If you're drinking smoothies regularly, the smoothie-bore straw isn't optional. It's the difference between a 30-second drink and a 5-minute frustration.
Bend or straight
Bent straws are easier to drink from at a desk or in a chair, because you don't have to bring the cup up to your face. Straight straws are easier to clean and pack into a small bag.
For office or home use, bent is more comfortable. For travel, straight is more practical. Most decent straw sets include both, which is the right approach.
Material and finish
Most "metal straws" sold in Australia are stainless steel, which is the right material.
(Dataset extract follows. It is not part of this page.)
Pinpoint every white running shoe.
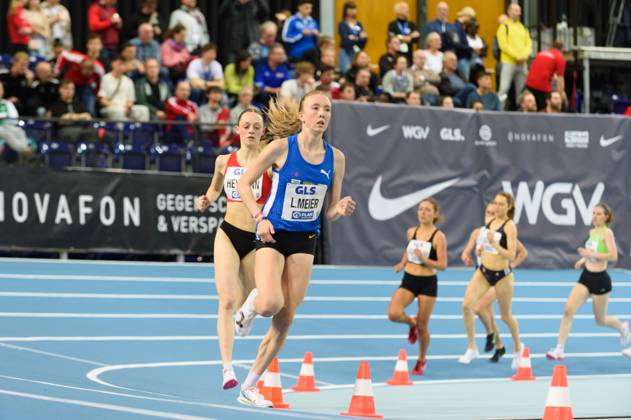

It's hygienic, dishwasher-safe, doesn't react with food acids, and lasts decades.
The variants you'll see:
Plain polished stainless steel - the standard, looks clean, shows water spots if you don't dry it.
Coloured PVD-coated stainless steel - rose gold, black, etc. Looks nice but the coating can wear off after years of dishwasher cycles.
Titanium - lighter, slightly more expensive, holds its colour better, but you don't really need it for normal home use.
Silicone-tipped stainless steel - has a soft silicone tip on the drinking end. Nicer for kids and people sensitive to the metal-on-teeth feeling. Slight maintenance complication because the tip can detach if pulled hard.
For most adults, plain polished stainless steel is the right answer. For kids, silicone-tipped is gentler on teeth.
"I bought a starter pack of metal straws three years ago that turned out to be all the same length and bore. Useless for my smoothies, too short for my big tumbler, fine for water but I'd have used a glass anyway. Replaced it with a small set that has two lengths and two bores and we use them all the time now. The point of metal straws isn't to have one perfect straw. It's to have the right straw for the drink in your hand."
- Maya O., Cairns
Cleaning brushes
Don't buy metal straws without buying or receiving cleaning brushes. The inside of a straw cannot be cleaned by a dishwasher alone. Smoothie residue, tea staining, and milk film all build up inside, and within weeks the straw starts smelling slightly off.
The brush is a simple wire pipe-cleaner with bristles, usually 25cm long. You poke it through the straw with hot soapy water once a week, and the straw stays fresh indefinitely. Without the brush, even a stainless steel straw becomes unhygienic faster than most people realise.
Most quality straw sets come with two brushes. If yours doesn't, buy them separately. They're cheap and they make the difference between a straw that lasts 10 years and a straw you eventually throw out because it tastes funny.
The ideal household straw kit
Based on actual use over years, the kit that works for most homes is:
Two short bent straws for kids' cups and short tumblers
Two standard-length straight straws for water glasses and water bottles
Two long straws (one bent, one straight) for tall tumblers and travel cups
One smoothie-bore straw if you make smoothies more than once a week
Cleaning brushes (two minimum, for rotation)
A small storage pouch or cloth roll for keeping them together
The whole kit is under $40, lasts a decade, and replaces dozens of single-use plastic straws every year.
The matching kit
If you're packing straws for kids' lunches, pair them with an insulated water bottle that fits the straw, or a stainless steel cup they can drink from at home. The whole drink-ware kit becomes one consistent system that survives the dishwasher and lasts through primary school.
The point
"Buy metal straws" is good advice. "Buy the right metal straws for the cups you actually use" is better advice. The straw that doesn't fit any of your cups is a straw that lives in a drawer.
Length, bore, bend, material, cleaning. Five things, ten minutes of thinking before you buy, and you end up with a kit that gets used every day for years rather than once and forgotten.